11/01/2012

WWII Navajo code talker dies

 A group of Navajo Code Talkers attends the 2011 Citi Military Appreciation Day event to honor U.S. veterans and current service members at Citi Pond in Bryant Park on November 11, 2011 in New York City. Few of the code talkers are still alive, 67 years after WWII ended.
A group of Navajo Code Talkers attends the 2011 Citi Military Appreciation Day event to honor U.S. veterans and current service members at Citi Pond in Bryant Park on November 11, 2011 in New York City. Few of the code talkers are still alive, 67 years after WWII ended.
  • Several hundred Navajo code talkers served in World War II
  • They transmitted key messages from the front line in their native language
  • The Japanese never managed to crack the code
  • Only a few code talkers remain alive today

(CNN) -- George Smith, one of the Navajo code talkers who helped the U.S. military outfox the Japanese during World War II by sending messages in their obscure language, has died, the president of the Navajo Nation said.

"This news has saddened me," Ben Shelly, the Navajo president, said in a post Wednesday on his Facebook page. "Our Navajo code talkers have been real life heroes to generations of Navajo people."

Smith died Tuesday, Shelly said, and the Navajo Nation's flag is flying at half-staff until Sunday night to commemorate his life.

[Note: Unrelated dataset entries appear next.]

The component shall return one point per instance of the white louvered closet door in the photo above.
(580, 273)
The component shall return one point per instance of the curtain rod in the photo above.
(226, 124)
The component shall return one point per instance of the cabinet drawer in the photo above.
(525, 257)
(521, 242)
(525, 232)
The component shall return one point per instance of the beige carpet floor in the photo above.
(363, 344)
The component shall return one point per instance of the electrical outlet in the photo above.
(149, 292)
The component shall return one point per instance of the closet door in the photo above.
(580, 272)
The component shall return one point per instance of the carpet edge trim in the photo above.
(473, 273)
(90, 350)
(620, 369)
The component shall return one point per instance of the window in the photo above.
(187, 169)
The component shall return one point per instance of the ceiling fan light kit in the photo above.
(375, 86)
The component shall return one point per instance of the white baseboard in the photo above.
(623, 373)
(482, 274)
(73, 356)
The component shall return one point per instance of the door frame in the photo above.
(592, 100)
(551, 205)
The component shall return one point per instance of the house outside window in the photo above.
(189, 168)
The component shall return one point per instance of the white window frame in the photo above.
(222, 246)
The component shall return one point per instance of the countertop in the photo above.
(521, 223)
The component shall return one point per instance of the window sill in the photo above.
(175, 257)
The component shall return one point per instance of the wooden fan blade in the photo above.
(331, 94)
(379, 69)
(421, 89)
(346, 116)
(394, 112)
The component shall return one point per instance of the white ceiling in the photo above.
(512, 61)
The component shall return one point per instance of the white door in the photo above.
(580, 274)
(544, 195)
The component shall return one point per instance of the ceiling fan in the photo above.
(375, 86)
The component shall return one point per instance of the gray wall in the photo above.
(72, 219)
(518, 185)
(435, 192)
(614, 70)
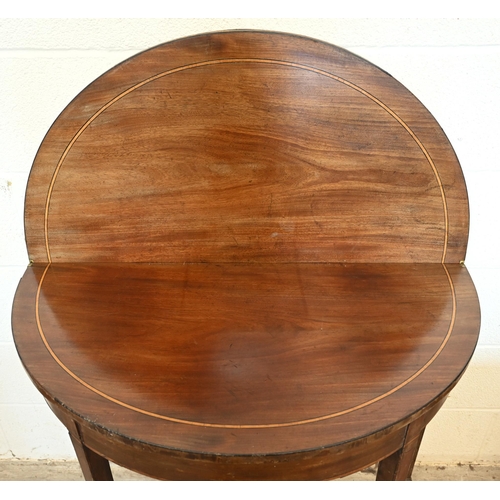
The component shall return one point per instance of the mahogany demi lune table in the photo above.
(246, 263)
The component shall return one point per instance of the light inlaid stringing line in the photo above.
(240, 60)
(247, 426)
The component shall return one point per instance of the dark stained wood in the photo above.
(246, 253)
(317, 155)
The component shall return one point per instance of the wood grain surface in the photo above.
(241, 148)
(246, 264)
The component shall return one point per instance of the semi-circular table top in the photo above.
(245, 244)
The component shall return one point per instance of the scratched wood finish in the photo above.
(246, 147)
(246, 253)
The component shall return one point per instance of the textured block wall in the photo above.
(451, 65)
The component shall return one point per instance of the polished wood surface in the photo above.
(317, 155)
(246, 264)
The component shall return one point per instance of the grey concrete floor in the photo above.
(46, 470)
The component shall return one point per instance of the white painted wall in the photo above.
(451, 65)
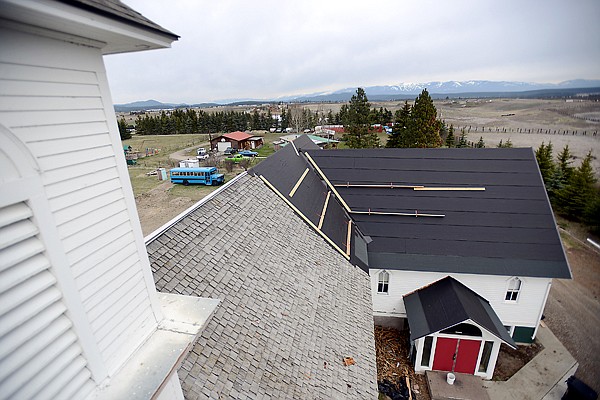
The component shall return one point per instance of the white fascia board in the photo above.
(149, 369)
(110, 35)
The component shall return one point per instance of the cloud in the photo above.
(265, 49)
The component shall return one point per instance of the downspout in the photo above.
(537, 325)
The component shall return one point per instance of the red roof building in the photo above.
(236, 140)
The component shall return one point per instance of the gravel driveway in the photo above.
(573, 311)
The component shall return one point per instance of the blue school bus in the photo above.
(200, 176)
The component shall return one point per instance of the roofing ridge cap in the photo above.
(156, 233)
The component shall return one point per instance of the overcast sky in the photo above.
(265, 49)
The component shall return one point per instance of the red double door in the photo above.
(456, 355)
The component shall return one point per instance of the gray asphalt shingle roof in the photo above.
(290, 302)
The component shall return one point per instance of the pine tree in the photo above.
(450, 139)
(565, 159)
(356, 125)
(424, 130)
(400, 128)
(123, 129)
(544, 158)
(443, 131)
(579, 193)
(462, 140)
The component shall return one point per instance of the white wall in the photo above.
(54, 98)
(525, 312)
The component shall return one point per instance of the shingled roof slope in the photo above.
(506, 229)
(291, 308)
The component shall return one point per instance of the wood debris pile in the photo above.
(393, 363)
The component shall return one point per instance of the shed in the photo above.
(236, 140)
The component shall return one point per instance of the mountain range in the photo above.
(405, 91)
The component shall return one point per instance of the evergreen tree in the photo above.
(565, 159)
(544, 158)
(330, 118)
(425, 127)
(462, 140)
(422, 128)
(591, 215)
(356, 125)
(579, 194)
(402, 120)
(450, 140)
(285, 119)
(443, 131)
(123, 129)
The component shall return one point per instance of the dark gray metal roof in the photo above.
(507, 229)
(447, 303)
(284, 170)
(115, 9)
(291, 306)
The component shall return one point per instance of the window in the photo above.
(514, 286)
(383, 282)
(485, 356)
(426, 351)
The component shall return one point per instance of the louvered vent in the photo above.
(39, 353)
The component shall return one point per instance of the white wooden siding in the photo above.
(524, 312)
(40, 355)
(54, 97)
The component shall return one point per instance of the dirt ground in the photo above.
(573, 310)
(158, 206)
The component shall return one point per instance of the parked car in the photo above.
(236, 158)
(248, 153)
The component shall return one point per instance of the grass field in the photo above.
(166, 144)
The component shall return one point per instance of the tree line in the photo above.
(572, 190)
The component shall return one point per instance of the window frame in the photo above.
(513, 291)
(383, 282)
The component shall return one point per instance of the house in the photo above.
(293, 301)
(80, 312)
(480, 216)
(322, 142)
(236, 140)
(468, 227)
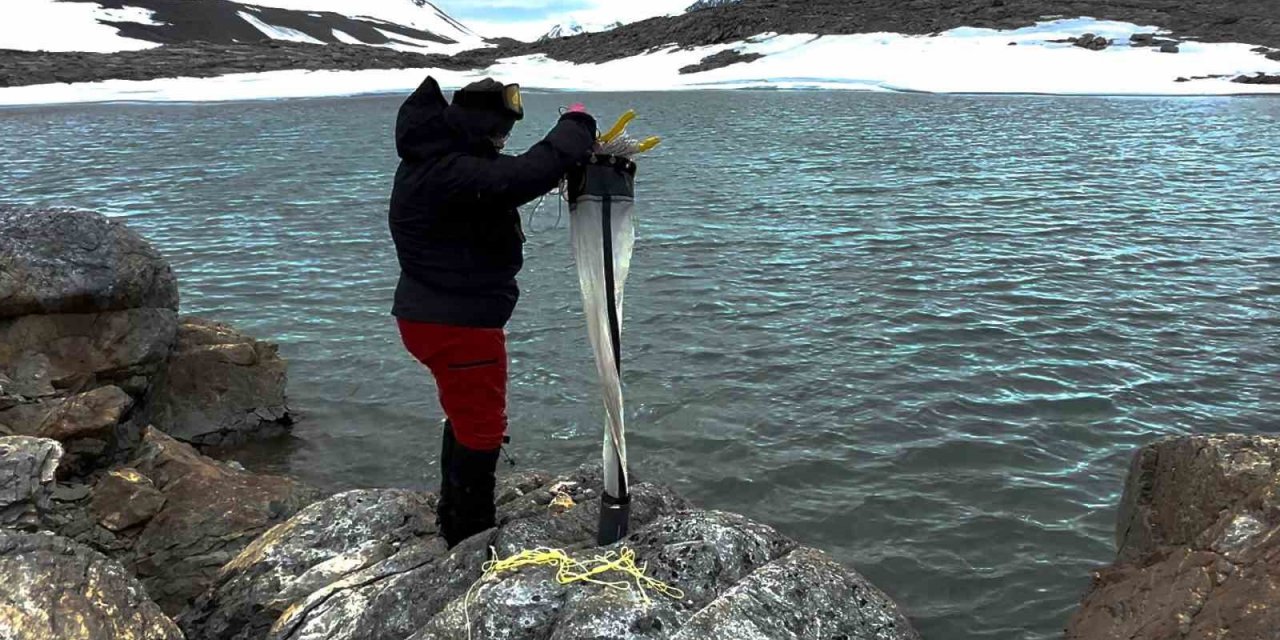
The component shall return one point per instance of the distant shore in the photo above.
(1064, 56)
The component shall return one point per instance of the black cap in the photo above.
(492, 95)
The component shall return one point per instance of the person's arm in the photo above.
(515, 181)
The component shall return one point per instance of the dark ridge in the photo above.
(201, 39)
(209, 59)
(218, 21)
(1211, 21)
(721, 60)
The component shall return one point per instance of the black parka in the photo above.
(453, 210)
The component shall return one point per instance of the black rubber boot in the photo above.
(466, 503)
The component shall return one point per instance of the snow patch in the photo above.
(346, 37)
(50, 26)
(421, 16)
(956, 62)
(278, 32)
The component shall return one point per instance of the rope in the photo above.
(570, 571)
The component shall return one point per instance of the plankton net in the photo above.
(602, 199)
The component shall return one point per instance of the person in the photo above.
(456, 227)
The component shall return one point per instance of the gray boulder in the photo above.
(1091, 42)
(126, 498)
(211, 511)
(58, 589)
(321, 544)
(27, 467)
(83, 351)
(1179, 487)
(83, 415)
(1198, 543)
(62, 261)
(219, 387)
(366, 565)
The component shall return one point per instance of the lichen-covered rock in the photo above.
(1179, 487)
(27, 467)
(62, 261)
(324, 575)
(83, 415)
(219, 387)
(51, 588)
(320, 545)
(211, 511)
(1200, 545)
(126, 498)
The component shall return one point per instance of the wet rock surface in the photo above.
(1198, 540)
(59, 589)
(27, 467)
(211, 511)
(366, 565)
(200, 59)
(1246, 21)
(1249, 21)
(1258, 78)
(721, 60)
(219, 387)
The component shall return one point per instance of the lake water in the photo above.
(922, 333)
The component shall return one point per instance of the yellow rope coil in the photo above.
(571, 571)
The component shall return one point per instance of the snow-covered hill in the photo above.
(572, 28)
(106, 26)
(709, 4)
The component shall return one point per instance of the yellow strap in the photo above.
(618, 127)
(648, 144)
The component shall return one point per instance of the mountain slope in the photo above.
(1215, 21)
(62, 24)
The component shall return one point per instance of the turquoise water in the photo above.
(922, 333)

Several hundred Navajo tribe members served as code talkers for the United States during World War II, using a military communications code based on the Navajo language. They sent messages back and forth from the front lines of fighting, relaying crucial information during pivotal battles like Iwo Jima.

Military authorities chose Navajo as a code language because it was almost impossible for a non-Navajo to learn and had no written form. It was the only code the Japanese never managed to crack.

The Navajo code talkers participated in every assault the U.S. Marines carried out in the Pacific between 1942 and 1945.

The code talkers themselves were forbidden from telling anyone about the code -- not their fellow Marines, not their families -- until it was declassified in 1968.

Now in their 80s and 90s, only a handful of code talkers remain.

"They have brought pride to our Navajo people in so many ways," Shelly said. "The nation's prayers and thoughts are with the family at this time as they mourn the passing of a great family man who served his country and protected his people."